Re: Why so slow?

"Jim C. Nasby" <jnasby@xxxxxxxxxxxxx> · Fri, 28 Apr 2006 09:58:43 -0500

On Fri, Apr 28, 2006 at 11:41:06AM +0000, Bealach-na Bo wrote:
> OK, here is a much more detailed output. I still don't quite
> understand why simple queries like counting the number of rows in a
> table should take minutes to complete. Surely, any performance
> enhancement to be had by vacuuming is closely related to indexes
> which, in turn, are closely related to sorting and searching. A simple
> count of 365590 does not involve indexes (or does it??) and should not take 
> minutes.

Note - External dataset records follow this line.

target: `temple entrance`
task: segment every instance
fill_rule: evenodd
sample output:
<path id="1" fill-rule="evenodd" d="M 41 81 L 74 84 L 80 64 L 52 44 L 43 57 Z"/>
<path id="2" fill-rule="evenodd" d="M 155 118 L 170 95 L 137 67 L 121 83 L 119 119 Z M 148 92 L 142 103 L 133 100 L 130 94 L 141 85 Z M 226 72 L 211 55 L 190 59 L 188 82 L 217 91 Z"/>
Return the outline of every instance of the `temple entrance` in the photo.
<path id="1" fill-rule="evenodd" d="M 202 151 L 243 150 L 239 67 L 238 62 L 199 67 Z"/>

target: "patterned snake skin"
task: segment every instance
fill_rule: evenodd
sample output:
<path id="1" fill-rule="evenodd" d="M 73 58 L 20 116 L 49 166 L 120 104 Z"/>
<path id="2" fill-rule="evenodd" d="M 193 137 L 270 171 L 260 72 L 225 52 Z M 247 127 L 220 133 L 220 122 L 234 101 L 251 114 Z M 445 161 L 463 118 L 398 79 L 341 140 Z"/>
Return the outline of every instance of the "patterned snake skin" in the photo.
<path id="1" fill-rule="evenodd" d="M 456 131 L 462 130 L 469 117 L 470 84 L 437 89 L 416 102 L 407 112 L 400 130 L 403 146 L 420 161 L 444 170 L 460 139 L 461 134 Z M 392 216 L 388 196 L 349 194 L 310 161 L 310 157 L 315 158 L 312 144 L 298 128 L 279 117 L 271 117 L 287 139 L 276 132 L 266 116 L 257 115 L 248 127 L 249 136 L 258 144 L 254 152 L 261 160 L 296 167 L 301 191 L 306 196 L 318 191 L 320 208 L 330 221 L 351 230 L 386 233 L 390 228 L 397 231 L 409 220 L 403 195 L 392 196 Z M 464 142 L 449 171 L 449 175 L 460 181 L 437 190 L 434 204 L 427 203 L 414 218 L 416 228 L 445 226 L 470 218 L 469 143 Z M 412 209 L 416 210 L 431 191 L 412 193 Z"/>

Should I be forcing the
> way postgresql plans my queries?
> 
> Here is my first attempt at vacuum that got nowhere and I had to
> cancel it.
> 
> ----------psql session start----------
> vacuum verbose analyze job_log;
> INFO:  vacuuming "job_log"
> INFO:  index "job_log_id_pkey" now contains 10496152 row versions in 59665 
> pages
> DETAIL:  0 index row versions were removed.
> 28520 index pages have been deleted, 20000 are currently reusable.
> CPU 1.44s/3.49u sec elapsed 33.71 sec.
> INFO:  index "idx_job_stop_filter" now contains 10496152 row versions in 
> 71149 pages
> DETAIL:  0 index row versions were removed.
> 24990 index pages have been deleted, 20000 are currently reusable.
> CPU 2.11s/3.61u sec elapsed 115.69 sec.
> INFO:  index "idx_job_start_filter" now contains 10496152 row versions in 
> 57891 pages
> DETAIL:  0 index row versions were removed.
> 19769 index pages have been deleted, 19769 are currently reusable.
> CPU 1.58s/3.44u sec elapsed 23.11 sec.
> Cancel request sent
> ----------psql session finish----------
> 
> 
> I thought that combining indexes would improve things and dropped the
> 3 separate ones above and created this one
> 
> ----------psql session start----------
> create index idx_job_log_filter on job_log(job_name,job_start,job_stop);
> 
> select count(*) from job_log;
> count
> --------
> 365590
> (1 row)

The above shows that the indexes contained 10M rows and 160M of dead
space each. That means you weren't vacuuming nearly enough.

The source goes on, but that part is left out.